Mal kampfeslustig, mal friedlich: Amerikan Staffordshire Terrier Foto: dpa

HAMBURG taz | Weil er zwei Hunde töten ließ, soll ein ehemaliger Bürgermeister in Südniedersachsen eine Geldstrafe zahlen. Die Versorgung und Unterbringung der beiden Hunde auf Gemeindekosten sei dem CDU-Lokalpolitiker schlicht zu teuer gewesen, sagt die Staatsanwaltschaft. Die beiden Staffordshire-Terrier hatten 2009 ein 17-jähriges Mädchen angegriffen. Als der Bürgermeister sie 2013 von einem Tierarzt einschläfern ließ, waren sie gesund und es sei mittlerweile keine Gefahr mehr von ihnen ausgegangen. Die Staatsanwaltschaft wirft dem ehemaligen Bürgermeistern daher einen Verstoß gegen das Tierschutzgesetz vor. Einen entsprechenden Strafbefehl will der allerdings nicht akzeptieren. Nun geht der Fall vor Gericht.

Die zwei Staffordshire-Terrier waren dem Halter 2009 weggelaufen und hatten eine Jugendliche ins Bein gebissen. Die Gemeinde Staufenberg, südwestlich von Göttingen, verfügte daraufhin die Wegnahme der Hunde. „Dies geschah nach Bewertung durch das Veterinäramt“, sagte der Göttinger Veterinäramtsleiter Bernd ­Sieslack. Die Hunde hätten aus Sicherheitsgründen nicht beim Halter bleiben können, waren sich Amt und Gemeinde einig.
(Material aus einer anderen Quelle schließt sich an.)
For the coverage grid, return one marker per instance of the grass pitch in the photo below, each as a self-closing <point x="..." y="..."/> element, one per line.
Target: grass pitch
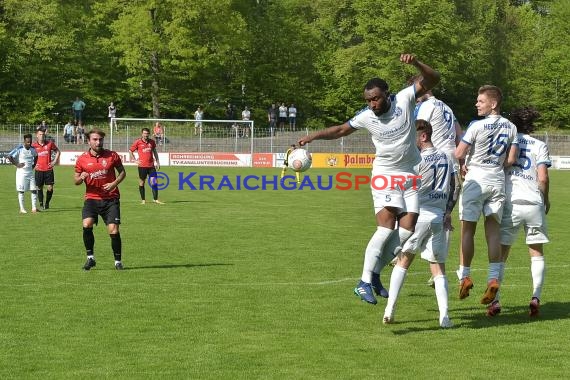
<point x="255" y="284"/>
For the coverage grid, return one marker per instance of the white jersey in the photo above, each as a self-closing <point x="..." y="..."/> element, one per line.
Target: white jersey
<point x="490" y="139"/>
<point x="25" y="156"/>
<point x="393" y="133"/>
<point x="435" y="170"/>
<point x="522" y="177"/>
<point x="442" y="120"/>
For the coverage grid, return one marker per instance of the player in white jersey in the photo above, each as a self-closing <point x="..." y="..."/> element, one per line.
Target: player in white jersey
<point x="485" y="147"/>
<point x="389" y="119"/>
<point x="25" y="157"/>
<point x="436" y="204"/>
<point x="527" y="203"/>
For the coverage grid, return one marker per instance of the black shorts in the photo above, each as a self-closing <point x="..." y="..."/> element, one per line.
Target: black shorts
<point x="144" y="172"/>
<point x="44" y="178"/>
<point x="108" y="209"/>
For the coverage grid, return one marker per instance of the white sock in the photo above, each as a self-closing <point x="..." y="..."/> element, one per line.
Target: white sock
<point x="494" y="271"/>
<point x="373" y="250"/>
<point x="396" y="283"/>
<point x="463" y="272"/>
<point x="21" y="200"/>
<point x="34" y="200"/>
<point x="441" y="295"/>
<point x="537" y="269"/>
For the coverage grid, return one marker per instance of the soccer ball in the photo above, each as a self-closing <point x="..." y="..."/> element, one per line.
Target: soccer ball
<point x="300" y="160"/>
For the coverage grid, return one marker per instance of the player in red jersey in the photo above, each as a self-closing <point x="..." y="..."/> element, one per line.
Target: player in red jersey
<point x="96" y="168"/>
<point x="44" y="168"/>
<point x="148" y="163"/>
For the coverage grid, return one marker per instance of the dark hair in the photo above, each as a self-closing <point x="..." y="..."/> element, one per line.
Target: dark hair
<point x="96" y="131"/>
<point x="376" y="82"/>
<point x="492" y="92"/>
<point x="523" y="119"/>
<point x="424" y="127"/>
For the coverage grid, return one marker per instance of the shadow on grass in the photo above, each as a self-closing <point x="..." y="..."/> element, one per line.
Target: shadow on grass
<point x="172" y="266"/>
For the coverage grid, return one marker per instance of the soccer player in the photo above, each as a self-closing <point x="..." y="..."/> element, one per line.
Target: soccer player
<point x="148" y="164"/>
<point x="44" y="168"/>
<point x="25" y="157"/>
<point x="390" y="121"/>
<point x="436" y="204"/>
<point x="485" y="147"/>
<point x="527" y="203"/>
<point x="96" y="168"/>
<point x="286" y="164"/>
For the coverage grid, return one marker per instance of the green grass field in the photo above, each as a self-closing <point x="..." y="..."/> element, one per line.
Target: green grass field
<point x="255" y="284"/>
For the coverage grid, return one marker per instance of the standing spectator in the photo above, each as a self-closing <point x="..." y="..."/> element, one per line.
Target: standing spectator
<point x="272" y="119"/>
<point x="246" y="116"/>
<point x="282" y="117"/>
<point x="96" y="168"/>
<point x="112" y="115"/>
<point x="396" y="155"/>
<point x="485" y="147"/>
<point x="198" y="116"/>
<point x="25" y="157"/>
<point x="292" y="117"/>
<point x="69" y="132"/>
<point x="147" y="162"/>
<point x="527" y="203"/>
<point x="44" y="168"/>
<point x="158" y="133"/>
<point x="78" y="106"/>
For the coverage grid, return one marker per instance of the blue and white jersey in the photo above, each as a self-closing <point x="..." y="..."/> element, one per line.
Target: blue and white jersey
<point x="435" y="170"/>
<point x="490" y="139"/>
<point x="393" y="133"/>
<point x="442" y="120"/>
<point x="26" y="156"/>
<point x="522" y="177"/>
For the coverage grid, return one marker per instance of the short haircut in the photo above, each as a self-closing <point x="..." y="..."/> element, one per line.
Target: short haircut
<point x="523" y="118"/>
<point x="423" y="126"/>
<point x="493" y="92"/>
<point x="376" y="82"/>
<point x="95" y="131"/>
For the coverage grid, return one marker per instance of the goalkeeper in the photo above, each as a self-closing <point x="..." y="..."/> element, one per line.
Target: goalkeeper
<point x="286" y="163"/>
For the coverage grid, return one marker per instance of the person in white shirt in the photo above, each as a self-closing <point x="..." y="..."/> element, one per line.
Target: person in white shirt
<point x="527" y="203"/>
<point x="25" y="157"/>
<point x="198" y="116"/>
<point x="389" y="119"/>
<point x="485" y="147"/>
<point x="436" y="204"/>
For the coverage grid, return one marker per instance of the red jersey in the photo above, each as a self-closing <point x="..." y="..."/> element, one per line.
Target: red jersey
<point x="44" y="155"/>
<point x="144" y="149"/>
<point x="101" y="170"/>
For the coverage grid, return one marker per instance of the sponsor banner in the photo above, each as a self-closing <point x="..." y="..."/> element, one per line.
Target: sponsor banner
<point x="338" y="160"/>
<point x="69" y="158"/>
<point x="210" y="159"/>
<point x="263" y="160"/>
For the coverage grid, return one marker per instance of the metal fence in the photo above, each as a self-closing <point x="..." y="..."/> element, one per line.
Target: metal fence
<point x="223" y="136"/>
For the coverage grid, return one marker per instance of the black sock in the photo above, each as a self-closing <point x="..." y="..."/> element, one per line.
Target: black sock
<point x="88" y="240"/>
<point x="49" y="194"/>
<point x="116" y="245"/>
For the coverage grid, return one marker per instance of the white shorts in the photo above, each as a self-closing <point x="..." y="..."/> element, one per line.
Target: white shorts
<point x="476" y="197"/>
<point x="430" y="240"/>
<point x="399" y="190"/>
<point x="532" y="217"/>
<point x="25" y="181"/>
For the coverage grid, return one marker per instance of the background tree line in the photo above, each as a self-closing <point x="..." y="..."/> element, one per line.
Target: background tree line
<point x="163" y="58"/>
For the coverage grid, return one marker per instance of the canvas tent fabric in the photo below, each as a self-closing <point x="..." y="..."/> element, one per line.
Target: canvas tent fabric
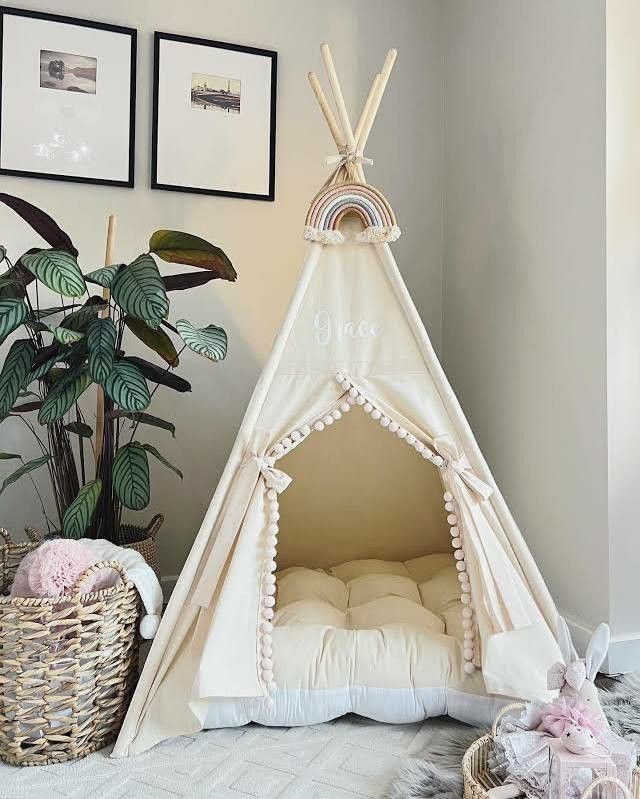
<point x="351" y="339"/>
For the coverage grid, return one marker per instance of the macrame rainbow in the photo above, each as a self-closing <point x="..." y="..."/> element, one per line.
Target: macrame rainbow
<point x="334" y="202"/>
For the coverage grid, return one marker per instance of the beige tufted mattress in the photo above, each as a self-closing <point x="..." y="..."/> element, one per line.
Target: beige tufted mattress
<point x="379" y="638"/>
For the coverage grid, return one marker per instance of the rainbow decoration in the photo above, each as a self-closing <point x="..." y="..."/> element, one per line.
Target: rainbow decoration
<point x="334" y="202"/>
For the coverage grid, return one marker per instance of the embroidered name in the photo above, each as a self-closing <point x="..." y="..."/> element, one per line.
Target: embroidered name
<point x="328" y="328"/>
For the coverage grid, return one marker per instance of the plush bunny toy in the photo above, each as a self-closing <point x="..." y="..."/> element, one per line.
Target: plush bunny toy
<point x="575" y="677"/>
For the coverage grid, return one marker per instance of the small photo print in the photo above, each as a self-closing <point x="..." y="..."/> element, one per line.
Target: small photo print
<point x="214" y="93"/>
<point x="71" y="73"/>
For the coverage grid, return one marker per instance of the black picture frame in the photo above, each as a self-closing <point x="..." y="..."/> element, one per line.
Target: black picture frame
<point x="271" y="54"/>
<point x="86" y="23"/>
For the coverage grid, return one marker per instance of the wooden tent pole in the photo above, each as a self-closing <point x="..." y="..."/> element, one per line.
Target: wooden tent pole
<point x="326" y="110"/>
<point x="366" y="108"/>
<point x="375" y="105"/>
<point x="343" y="116"/>
<point x="106" y="294"/>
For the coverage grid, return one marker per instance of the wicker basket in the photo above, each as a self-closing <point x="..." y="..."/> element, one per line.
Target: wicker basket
<point x="68" y="666"/>
<point x="478" y="779"/>
<point x="143" y="540"/>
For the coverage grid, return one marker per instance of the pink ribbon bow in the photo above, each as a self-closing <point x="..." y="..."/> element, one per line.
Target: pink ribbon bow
<point x="573" y="675"/>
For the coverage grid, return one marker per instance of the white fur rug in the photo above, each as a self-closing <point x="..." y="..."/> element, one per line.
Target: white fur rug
<point x="350" y="758"/>
<point x="435" y="772"/>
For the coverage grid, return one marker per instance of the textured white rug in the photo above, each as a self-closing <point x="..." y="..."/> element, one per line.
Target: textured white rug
<point x="350" y="757"/>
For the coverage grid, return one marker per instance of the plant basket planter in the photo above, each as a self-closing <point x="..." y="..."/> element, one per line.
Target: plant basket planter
<point x="478" y="777"/>
<point x="143" y="540"/>
<point x="68" y="666"/>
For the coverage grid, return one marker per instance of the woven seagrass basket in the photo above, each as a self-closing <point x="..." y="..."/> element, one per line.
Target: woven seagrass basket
<point x="478" y="778"/>
<point x="68" y="665"/>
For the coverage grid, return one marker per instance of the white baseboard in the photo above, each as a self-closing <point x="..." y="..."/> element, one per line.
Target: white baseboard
<point x="168" y="583"/>
<point x="624" y="650"/>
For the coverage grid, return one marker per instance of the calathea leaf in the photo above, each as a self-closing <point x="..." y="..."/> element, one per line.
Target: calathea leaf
<point x="80" y="429"/>
<point x="130" y="475"/>
<point x="13" y="312"/>
<point x="58" y="270"/>
<point x="210" y="342"/>
<point x="63" y="395"/>
<point x="78" y="515"/>
<point x="66" y="336"/>
<point x="13" y="284"/>
<point x="14" y="373"/>
<point x="144" y="418"/>
<point x="41" y="222"/>
<point x="79" y="320"/>
<point x="27" y="407"/>
<point x="188" y="280"/>
<point x="162" y="459"/>
<point x="103" y="276"/>
<point x="139" y="291"/>
<point x="27" y="467"/>
<point x="158" y="375"/>
<point x="127" y="387"/>
<point x="157" y="340"/>
<point x="183" y="248"/>
<point x="102" y="336"/>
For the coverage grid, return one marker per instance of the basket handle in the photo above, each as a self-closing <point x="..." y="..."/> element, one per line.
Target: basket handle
<point x="103" y="564"/>
<point x="506" y="709"/>
<point x="602" y="781"/>
<point x="154" y="525"/>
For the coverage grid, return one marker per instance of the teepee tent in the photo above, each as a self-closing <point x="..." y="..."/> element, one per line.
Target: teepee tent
<point x="420" y="597"/>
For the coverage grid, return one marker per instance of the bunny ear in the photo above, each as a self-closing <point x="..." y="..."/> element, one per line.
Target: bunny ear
<point x="567" y="649"/>
<point x="597" y="650"/>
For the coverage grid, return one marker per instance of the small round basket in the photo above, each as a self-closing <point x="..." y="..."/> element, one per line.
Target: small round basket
<point x="478" y="778"/>
<point x="68" y="666"/>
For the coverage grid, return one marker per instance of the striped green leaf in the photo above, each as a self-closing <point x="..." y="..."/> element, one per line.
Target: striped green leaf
<point x="27" y="467"/>
<point x="130" y="475"/>
<point x="66" y="336"/>
<point x="14" y="373"/>
<point x="79" y="320"/>
<point x="162" y="459"/>
<point x="139" y="291"/>
<point x="58" y="270"/>
<point x="63" y="396"/>
<point x="210" y="342"/>
<point x="127" y="387"/>
<point x="13" y="312"/>
<point x="102" y="337"/>
<point x="78" y="515"/>
<point x="157" y="340"/>
<point x="102" y="277"/>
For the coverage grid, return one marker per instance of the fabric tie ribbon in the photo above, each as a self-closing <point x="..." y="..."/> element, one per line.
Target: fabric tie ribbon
<point x="573" y="675"/>
<point x="459" y="463"/>
<point x="344" y="159"/>
<point x="274" y="478"/>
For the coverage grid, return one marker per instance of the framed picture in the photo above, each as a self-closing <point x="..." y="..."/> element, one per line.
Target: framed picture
<point x="214" y="118"/>
<point x="67" y="98"/>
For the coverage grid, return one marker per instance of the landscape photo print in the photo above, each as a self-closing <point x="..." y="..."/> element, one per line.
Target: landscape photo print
<point x="212" y="92"/>
<point x="69" y="72"/>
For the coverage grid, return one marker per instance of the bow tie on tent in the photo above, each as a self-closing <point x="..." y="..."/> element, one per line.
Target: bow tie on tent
<point x="274" y="478"/>
<point x="459" y="464"/>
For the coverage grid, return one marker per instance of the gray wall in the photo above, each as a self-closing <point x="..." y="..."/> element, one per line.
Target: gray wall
<point x="524" y="304"/>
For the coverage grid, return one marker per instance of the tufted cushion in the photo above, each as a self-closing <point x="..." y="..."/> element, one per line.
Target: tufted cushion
<point x="373" y="594"/>
<point x="299" y="583"/>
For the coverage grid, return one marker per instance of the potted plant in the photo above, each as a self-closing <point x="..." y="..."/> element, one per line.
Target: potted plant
<point x="62" y="350"/>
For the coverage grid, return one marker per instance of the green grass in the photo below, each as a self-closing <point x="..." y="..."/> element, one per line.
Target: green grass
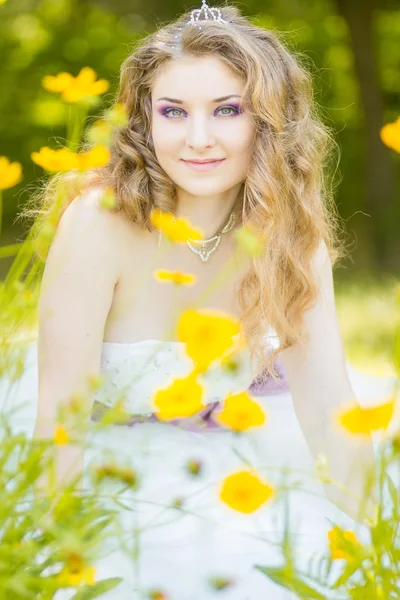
<point x="368" y="311"/>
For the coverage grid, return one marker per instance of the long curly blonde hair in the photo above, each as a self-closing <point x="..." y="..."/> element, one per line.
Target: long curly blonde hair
<point x="288" y="191"/>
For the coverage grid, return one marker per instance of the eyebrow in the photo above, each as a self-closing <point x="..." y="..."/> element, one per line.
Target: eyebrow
<point x="222" y="99"/>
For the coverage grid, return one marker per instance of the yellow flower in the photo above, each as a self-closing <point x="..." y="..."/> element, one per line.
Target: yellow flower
<point x="10" y="173"/>
<point x="240" y="412"/>
<point x="73" y="89"/>
<point x="341" y="542"/>
<point x="390" y="135"/>
<point x="76" y="571"/>
<point x="245" y="491"/>
<point x="60" y="435"/>
<point x="65" y="159"/>
<point x="100" y="132"/>
<point x="358" y="420"/>
<point x="55" y="160"/>
<point x="183" y="398"/>
<point x="175" y="276"/>
<point x="177" y="230"/>
<point x="208" y="334"/>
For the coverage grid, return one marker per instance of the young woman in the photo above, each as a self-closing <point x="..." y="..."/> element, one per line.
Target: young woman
<point x="222" y="131"/>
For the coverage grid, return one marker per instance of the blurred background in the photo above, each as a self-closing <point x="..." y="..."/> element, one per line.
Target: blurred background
<point x="351" y="47"/>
Für die Unterbringung war fortan die Gemeinde zuständig. Das Göttinger Tierheim hatte die beiden Hunde zunächst aufgenommen. „Nach einiger Zeit habe ich die Gemeinde über die hohen Kosten der Unterbringung informiert“, sagte Sieslack. Deshalb schauten sich die Staufenberger, die nicht über ein eigenes Tierheim verfügen, nach einer günstigeren Lösung um. „Ein Tierheim in Kassel wollte die Tiere nicht aufnehmen, weil sie zu gefährlich gewesen seien“, berichtete der heutige Bürgermeister Bernd Grebenstein. „Daraufhin kamen die Tiere in eine private Hundepension.“

2013 bemühten sich deren Betreiber und die Gemeinde um eine Vermittlung an eine Privatperson. „Von den Hunden ging keine Gefahr mehr aus“, sagt Daniela Ernst von der Hundepension. Nach einigen Monaten meldete sich die Gemeinde bei der Tierpflegerin: „Sie hätten eine Person gefunden“, sagt Ernst, „aber auf Nachfrage, wer die Hunde übernehme, teilte uns die Gemeinde mit, dass die Person anonym bleiben will.“ Zwei Tage später holten Gemeindemitarbeiter die Tiere ab. Tatsächlich aber wurden die Hunde nicht zu dem angeblich neuen Besitzer, sondern zu einem Tierarzt gebracht, um dort eingeschläfert zu werden.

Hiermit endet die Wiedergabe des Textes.